The U.S.-led Coalition against Islamic State is currently training a force to maintain security along the Syrian border as the operation against ISIS shifts focus. The 30,000-strong force will be partly composed of veteran fighters and operate under the leadership of the Syrian Democratic Forces, CJTF-OIR told The Defense Post.
“The Coalition is working jointly with the Syrian Democratic Forces (SDF) to establish and train the new Syrian Border Security Force (BSF). Currently, there are approximately 230 individuals training in the BSF’s inaugural class, with the goal of a final force size of approximately 30,000,” CJTF-OIR Public Affairs Officer Colonel Thomas F. Veale said.
“The base of the new force is essentially a realignment of approximately 15,000 members of the Syrian Democratic Forces to a new mission in the Border Security Force as their actions against ISIS draw to a close.”
The BSF will be stationed along the Euphrates River Valley – marking the western edge of the territory within Syria currently controlled by SDF – and the Iraqi and Turkish borders, he said.
On January 9, Turkey’s Anadolu Agency reported that the Pentagon and CIA were training a Kurdish force called the North Army. The foreign ministry summoned U.S. Embassy Charge d’Affaires Philip Kosnett, the top American diplomat in Turkey, on Wednesday, irate at the prospect of the Syrian Kurdish People’s Protection Units (YPG) patrolling the Turkish border.
Turkey views the predominantly Kurdish YPG and its linked PYD political party as extensions of the Turkish Kurdistan Workers’ Party (PKK), which has fought a decades-long insurgency mainly in Turkey’s majority-Kurdish southwest. The PKK is designated a terrorist group by Turkey, the United States and European Union, among others, but the YPG is not so designated by the U.S. or E.U.
The Coalition told The Defense Post that “north army” was not a recognized term in Syria. However, the ethnic composition of the force will be relative to the areas in which it serves, with efforts taken to ensure that people serve close to their homes. This all but guarantees that Kurds, who make up a majority of the population in northeastern Syria, will be establishing checkpoints along the roughly 820-kilometer (510-mile) Syria-Turkey border.
Veale acknowledged that more Kurds will serve in the areas of northern Syria, while more Arabs will serve in areas along the Euphrates River Valley and along the border with Iraq.
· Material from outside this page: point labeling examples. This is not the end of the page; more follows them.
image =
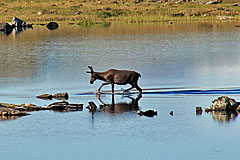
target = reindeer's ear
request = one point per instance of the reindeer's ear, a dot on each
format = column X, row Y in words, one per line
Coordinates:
column 90, row 67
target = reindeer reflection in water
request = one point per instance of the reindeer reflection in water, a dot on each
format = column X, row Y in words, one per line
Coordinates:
column 223, row 116
column 115, row 107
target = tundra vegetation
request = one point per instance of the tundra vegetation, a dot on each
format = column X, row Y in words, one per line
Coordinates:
column 125, row 11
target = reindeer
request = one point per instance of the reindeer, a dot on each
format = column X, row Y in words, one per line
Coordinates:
column 119, row 77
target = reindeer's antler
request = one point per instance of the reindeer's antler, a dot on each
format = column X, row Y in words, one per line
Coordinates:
column 91, row 68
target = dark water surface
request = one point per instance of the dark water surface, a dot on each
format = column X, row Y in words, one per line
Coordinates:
column 188, row 64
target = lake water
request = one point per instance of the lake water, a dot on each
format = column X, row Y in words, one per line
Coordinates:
column 183, row 65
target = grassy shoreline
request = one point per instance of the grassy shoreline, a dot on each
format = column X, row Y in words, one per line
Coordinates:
column 124, row 11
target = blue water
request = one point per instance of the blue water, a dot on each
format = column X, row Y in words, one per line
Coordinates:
column 183, row 66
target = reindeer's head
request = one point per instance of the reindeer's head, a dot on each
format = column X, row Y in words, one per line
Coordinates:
column 94, row 75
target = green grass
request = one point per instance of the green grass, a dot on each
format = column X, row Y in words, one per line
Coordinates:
column 129, row 11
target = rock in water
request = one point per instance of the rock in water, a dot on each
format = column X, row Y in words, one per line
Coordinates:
column 61, row 96
column 65, row 106
column 45, row 96
column 148, row 113
column 52, row 25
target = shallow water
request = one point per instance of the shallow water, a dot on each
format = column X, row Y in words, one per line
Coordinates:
column 183, row 66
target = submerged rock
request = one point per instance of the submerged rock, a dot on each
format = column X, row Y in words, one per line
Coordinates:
column 199, row 110
column 214, row 2
column 52, row 25
column 148, row 113
column 45, row 96
column 61, row 96
column 65, row 106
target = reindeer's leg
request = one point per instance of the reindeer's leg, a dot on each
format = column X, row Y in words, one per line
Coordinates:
column 106, row 83
column 128, row 89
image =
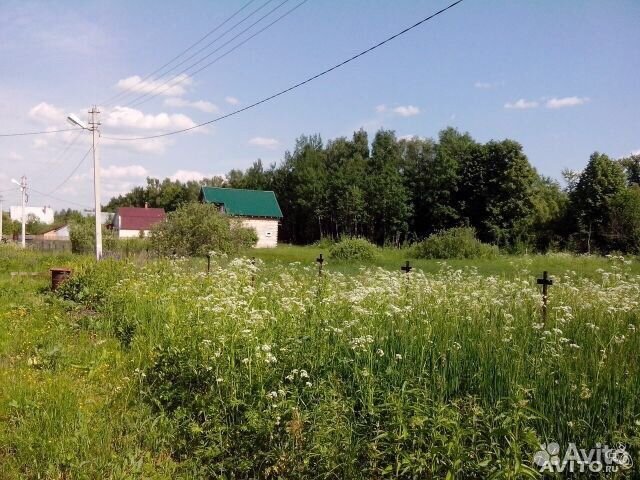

The BSF will be comprised of approximately 15,000 veteran SDF fighters, and recruitment and training are already underway to fill the other 15,000 positions.
“Recruiting is being done in such a manner as to build a force reflecting the populations they serve; both in gender and ethnicity,” Veale said.
On December 22, U.S. Central Command commander Army General Joseph Votel said the U.S. was developing a training program for Kurdish and Arab border guards, shifting its focus to stabilizing areas recaptured from ISIS.
Votel said the training would include instruction in interrogation, screening and biometric scanning. Veale told The Defense Post that the BSF will receive training “specific to their mission and terrain,” and bring their own experiences and skills learned from fighting ISIS.
“These skills include the ability to establish and ethically administer checkpoints, conduct counter-IED operations, and strict adherence to the law of war,” he said.